Venezuela, Kazakhstan, Algeria, Azerbaijan and Nigeria make up a handful of countries that stand out for all the wrong economic reasons. The final two on that list have already welcomed international lenders like the IMF and World Bank to explore borrowing options to plug holes in their budgets.

Former US Secretary of State Madeleine Albright told CNN this week, “Venezuela is about to go belly up, not only politically, but economically.”

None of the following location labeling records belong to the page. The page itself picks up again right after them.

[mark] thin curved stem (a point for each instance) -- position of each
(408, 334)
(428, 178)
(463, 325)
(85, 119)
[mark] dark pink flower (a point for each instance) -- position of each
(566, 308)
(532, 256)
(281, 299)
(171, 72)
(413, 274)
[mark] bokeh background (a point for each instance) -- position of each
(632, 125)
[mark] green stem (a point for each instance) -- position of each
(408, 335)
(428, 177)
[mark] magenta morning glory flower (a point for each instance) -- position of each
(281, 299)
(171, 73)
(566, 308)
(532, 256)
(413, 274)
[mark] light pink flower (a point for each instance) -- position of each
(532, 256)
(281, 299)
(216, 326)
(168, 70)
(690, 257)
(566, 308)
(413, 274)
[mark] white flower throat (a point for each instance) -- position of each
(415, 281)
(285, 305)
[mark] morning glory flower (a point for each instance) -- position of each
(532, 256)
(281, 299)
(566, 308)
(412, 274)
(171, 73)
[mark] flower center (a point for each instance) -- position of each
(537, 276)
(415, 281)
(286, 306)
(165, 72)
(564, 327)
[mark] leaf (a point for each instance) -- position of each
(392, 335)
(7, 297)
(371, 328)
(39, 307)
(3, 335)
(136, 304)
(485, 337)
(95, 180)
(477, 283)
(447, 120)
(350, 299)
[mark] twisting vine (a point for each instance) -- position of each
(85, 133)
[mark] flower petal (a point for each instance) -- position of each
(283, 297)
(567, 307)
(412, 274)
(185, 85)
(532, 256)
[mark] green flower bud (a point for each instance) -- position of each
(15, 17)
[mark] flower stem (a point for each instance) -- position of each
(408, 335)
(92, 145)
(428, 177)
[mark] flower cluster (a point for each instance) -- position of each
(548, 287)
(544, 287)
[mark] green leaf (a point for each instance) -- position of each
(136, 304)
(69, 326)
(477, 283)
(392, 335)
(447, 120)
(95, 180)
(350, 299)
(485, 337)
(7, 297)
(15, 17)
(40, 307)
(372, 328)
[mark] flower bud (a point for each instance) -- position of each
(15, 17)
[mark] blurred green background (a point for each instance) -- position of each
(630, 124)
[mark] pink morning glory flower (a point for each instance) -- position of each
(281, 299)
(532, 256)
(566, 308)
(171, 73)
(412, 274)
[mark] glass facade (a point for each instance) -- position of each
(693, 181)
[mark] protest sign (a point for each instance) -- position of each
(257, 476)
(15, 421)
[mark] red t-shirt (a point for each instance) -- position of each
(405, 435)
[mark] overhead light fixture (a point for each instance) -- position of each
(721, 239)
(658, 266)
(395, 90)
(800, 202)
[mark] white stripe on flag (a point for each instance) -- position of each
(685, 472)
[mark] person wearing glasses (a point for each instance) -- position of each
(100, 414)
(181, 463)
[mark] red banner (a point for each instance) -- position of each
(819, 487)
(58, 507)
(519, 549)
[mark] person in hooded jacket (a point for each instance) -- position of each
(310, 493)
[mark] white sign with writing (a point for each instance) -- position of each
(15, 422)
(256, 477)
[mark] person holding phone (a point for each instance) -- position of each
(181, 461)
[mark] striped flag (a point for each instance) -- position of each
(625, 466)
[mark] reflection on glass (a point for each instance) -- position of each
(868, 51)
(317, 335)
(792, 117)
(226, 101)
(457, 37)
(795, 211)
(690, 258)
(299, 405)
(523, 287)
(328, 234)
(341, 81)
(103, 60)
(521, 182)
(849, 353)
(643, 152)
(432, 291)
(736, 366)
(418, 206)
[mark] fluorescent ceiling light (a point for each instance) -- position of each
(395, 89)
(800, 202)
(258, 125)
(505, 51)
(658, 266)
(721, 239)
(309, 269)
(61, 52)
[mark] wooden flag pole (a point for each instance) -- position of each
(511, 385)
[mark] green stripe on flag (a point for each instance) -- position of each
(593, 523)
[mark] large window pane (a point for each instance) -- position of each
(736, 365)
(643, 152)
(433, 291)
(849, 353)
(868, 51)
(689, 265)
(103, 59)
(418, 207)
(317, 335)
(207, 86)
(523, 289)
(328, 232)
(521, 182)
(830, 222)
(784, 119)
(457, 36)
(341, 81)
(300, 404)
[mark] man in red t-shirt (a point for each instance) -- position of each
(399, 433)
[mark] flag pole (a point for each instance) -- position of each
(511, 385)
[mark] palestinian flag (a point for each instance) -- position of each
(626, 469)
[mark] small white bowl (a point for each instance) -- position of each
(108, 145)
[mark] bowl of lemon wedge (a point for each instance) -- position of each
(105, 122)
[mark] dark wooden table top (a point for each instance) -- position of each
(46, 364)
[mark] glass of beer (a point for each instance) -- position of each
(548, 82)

There is a market consensus forming that believes the Saudi-wrote strategy will work, but that it will take a year longer than originally anticipated. A half million barrels of US production came off the market in 2015 and I have seen estimates of up to another 900,000 barrels being knocked out this year.

At the same time, consultancy Wood Mackenzie said that 27 billion barrels of projects worth nearly $400 billion have already been cancelled. Signalled out in the cancellations were major deepwater investments in Angola, Nigeria and the Gulf of Mexico.

Ilham Aliyev, the President of Azerbaijan, said he was preparing his country for what he called a “post-oil era” in about 20 years, but clearly it has arrived early.

“For us it was a surprise and at the same time it was a stress for our economy,” Aliyev told our round-table, “Frankly speaking this is already exhausting, also from a psychological point of view.”

The writer is CNN’s Emerging Markets Editor.